Donald Trump has said a lot about how he plans to punish China as president, with some of the ideas more likely to happen than others.
The most likely policy to pass is the defeat of the Trans-Pacific Partnership trade agreement, but if that happens, Trump would actually be handing China a massive gift.
In fact, there are few things China wants more from America.
As Societe Generale analyst Wei Yao put it in a recent note to clients, "one upside to China under the Trump administration, in relative to the Obama administration, is that the Trans-Pacific Partnership (TPP) free-trade pact — which excluded China — looks more certainly doomed."
The TPP is a trade agreement among 12 Pacific Rim countries that includes the US but excludes China. If it doesn't pass, China would have an opportunity to fill a vacuum left by the US. The most likely vehicle for that would be China's "One Belt, One Road" initiative, which seeks to create partnerships to build infrastructure and trade with the country's continental neighbors.
And then there's the stuff that probably won't happen (most of the stuff)
The rest of Trump's China policy is harder to pull off but would be similarly likely to negatively affect the US economy.
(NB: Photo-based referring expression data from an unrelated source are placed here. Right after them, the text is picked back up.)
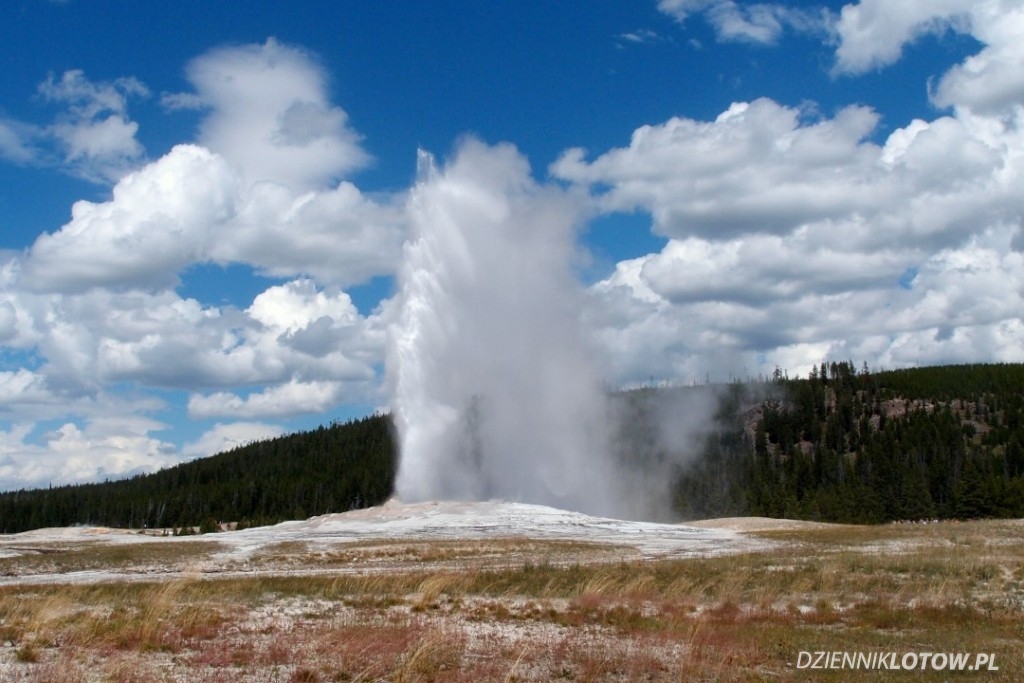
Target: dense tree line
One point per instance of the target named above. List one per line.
(852, 445)
(844, 444)
(330, 469)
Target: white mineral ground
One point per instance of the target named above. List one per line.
(232, 554)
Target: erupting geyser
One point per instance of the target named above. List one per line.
(494, 388)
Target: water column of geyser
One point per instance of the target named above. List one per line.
(494, 390)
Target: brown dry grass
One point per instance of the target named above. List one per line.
(940, 588)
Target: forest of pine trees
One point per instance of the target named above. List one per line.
(843, 445)
(855, 446)
(330, 469)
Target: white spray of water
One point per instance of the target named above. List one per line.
(495, 391)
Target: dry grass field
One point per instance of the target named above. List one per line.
(512, 608)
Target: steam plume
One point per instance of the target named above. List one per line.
(495, 391)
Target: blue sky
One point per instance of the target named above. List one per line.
(203, 205)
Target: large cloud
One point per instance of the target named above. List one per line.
(795, 237)
(92, 309)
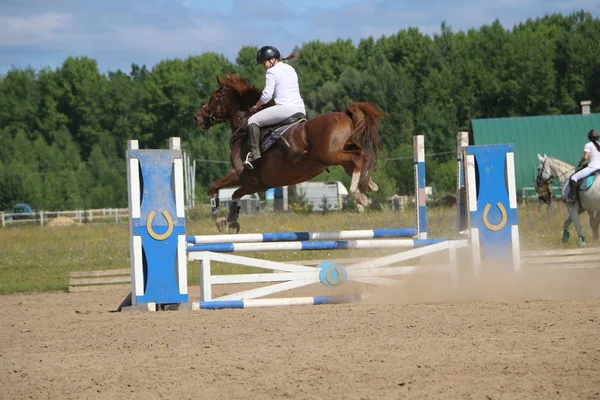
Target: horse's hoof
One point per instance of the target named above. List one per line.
(361, 199)
(221, 223)
(373, 186)
(234, 227)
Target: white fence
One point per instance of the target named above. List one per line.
(44, 217)
(529, 194)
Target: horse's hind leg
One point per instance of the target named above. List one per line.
(566, 225)
(594, 223)
(229, 180)
(234, 209)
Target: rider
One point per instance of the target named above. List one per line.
(591, 151)
(282, 86)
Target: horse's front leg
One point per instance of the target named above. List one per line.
(229, 180)
(234, 208)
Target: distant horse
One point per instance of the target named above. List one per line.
(544, 192)
(588, 200)
(350, 139)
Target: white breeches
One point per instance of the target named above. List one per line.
(274, 114)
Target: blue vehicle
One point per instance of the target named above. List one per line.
(22, 211)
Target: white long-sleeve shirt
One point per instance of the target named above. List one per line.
(594, 155)
(281, 84)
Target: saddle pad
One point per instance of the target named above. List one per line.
(276, 134)
(586, 183)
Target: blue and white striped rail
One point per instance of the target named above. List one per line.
(320, 245)
(303, 236)
(290, 301)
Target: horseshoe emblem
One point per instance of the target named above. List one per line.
(486, 221)
(332, 274)
(155, 235)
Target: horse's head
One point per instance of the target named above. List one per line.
(215, 110)
(544, 171)
(233, 95)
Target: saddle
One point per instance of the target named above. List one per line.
(587, 182)
(270, 134)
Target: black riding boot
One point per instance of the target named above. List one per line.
(254, 143)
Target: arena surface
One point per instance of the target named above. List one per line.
(536, 338)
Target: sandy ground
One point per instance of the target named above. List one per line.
(495, 338)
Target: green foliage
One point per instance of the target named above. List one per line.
(64, 131)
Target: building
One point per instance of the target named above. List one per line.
(559, 136)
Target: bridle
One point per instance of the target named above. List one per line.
(541, 170)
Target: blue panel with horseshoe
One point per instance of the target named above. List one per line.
(494, 217)
(158, 226)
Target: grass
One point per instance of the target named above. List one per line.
(39, 259)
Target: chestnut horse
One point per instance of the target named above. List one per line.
(350, 139)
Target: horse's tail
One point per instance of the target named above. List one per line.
(365, 135)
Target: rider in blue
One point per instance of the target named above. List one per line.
(591, 152)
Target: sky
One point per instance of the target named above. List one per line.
(117, 33)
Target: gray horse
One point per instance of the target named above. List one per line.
(588, 200)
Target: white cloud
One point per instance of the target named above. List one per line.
(33, 30)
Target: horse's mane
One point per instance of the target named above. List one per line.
(562, 165)
(248, 93)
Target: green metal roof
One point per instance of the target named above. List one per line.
(559, 136)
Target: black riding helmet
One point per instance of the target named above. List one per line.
(266, 53)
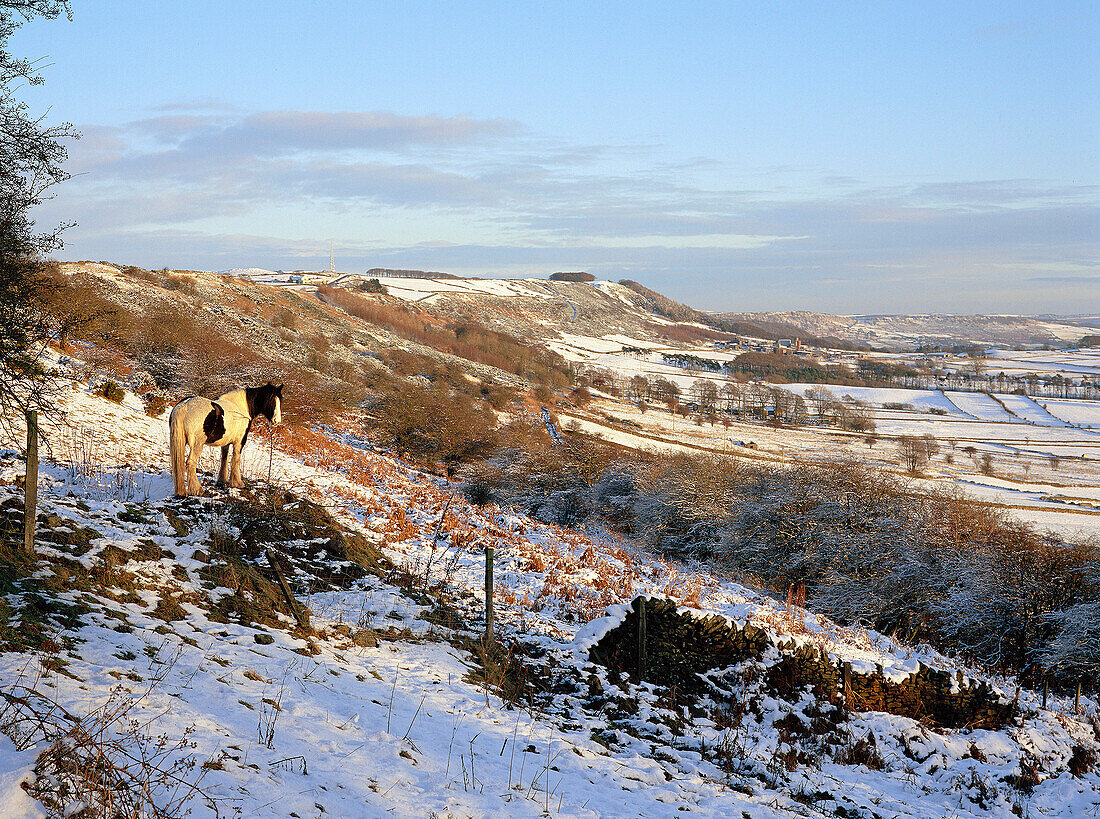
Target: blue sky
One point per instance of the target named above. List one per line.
(842, 157)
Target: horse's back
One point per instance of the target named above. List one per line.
(198, 418)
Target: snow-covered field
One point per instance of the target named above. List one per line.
(310, 725)
(1033, 442)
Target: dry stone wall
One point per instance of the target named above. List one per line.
(681, 646)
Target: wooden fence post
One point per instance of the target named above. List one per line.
(301, 617)
(31, 482)
(488, 590)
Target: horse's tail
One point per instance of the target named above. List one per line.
(177, 443)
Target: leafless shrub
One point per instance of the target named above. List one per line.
(286, 319)
(102, 760)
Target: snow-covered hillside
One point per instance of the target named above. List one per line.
(153, 623)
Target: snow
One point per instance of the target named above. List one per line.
(17, 767)
(400, 729)
(1079, 413)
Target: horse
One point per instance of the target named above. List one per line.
(197, 422)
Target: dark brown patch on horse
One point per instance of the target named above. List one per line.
(262, 400)
(213, 425)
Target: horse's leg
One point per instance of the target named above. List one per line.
(194, 487)
(224, 465)
(235, 479)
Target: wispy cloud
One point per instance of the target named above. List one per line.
(198, 184)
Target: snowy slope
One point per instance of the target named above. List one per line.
(316, 723)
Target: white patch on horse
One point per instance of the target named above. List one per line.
(196, 422)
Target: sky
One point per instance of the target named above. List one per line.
(829, 156)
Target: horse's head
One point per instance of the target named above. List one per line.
(268, 402)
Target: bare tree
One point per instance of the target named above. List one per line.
(820, 398)
(31, 157)
(914, 452)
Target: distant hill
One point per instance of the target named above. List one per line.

Trump, who is set to be sworn into office on January 20, has promised to label China a "currency manipulator" on day one. He has long accused the country of keeping its currency, called the yuan or the renminbi, artificially low so that it can sell more exports.
The problem with that is there are measurable criteria a country must meet for the Treasury to classify it that way (yes, Walter, this is not 'Nam, there are rules).
Here are the criteria that must be met for a country to be considered a currency manipulator:
1) a significant bilateral trade surplus with the US;
2) a material current account surplus (>3% of GDP); and
3) persistent one-sided intervention in its currency market.
China meets only the first criterion. It does not fit the second, and as for the third, the country is doing the opposite.
Even though the yuan is hitting six-year lows against the US dollar, China is actually trying to stop its currency from falling faster. It has been quite a costly effort too, but it's worth it when considering the country's ultimate goals.
China wants to keep the yuan strong because it is trying to move its economy from one dependent on selling exports to one driven by the purchasing power of its own people. For the country to succeed in that endeavor the people need to have a currency strong enough to buy all kinds of goods, foreign and domestic.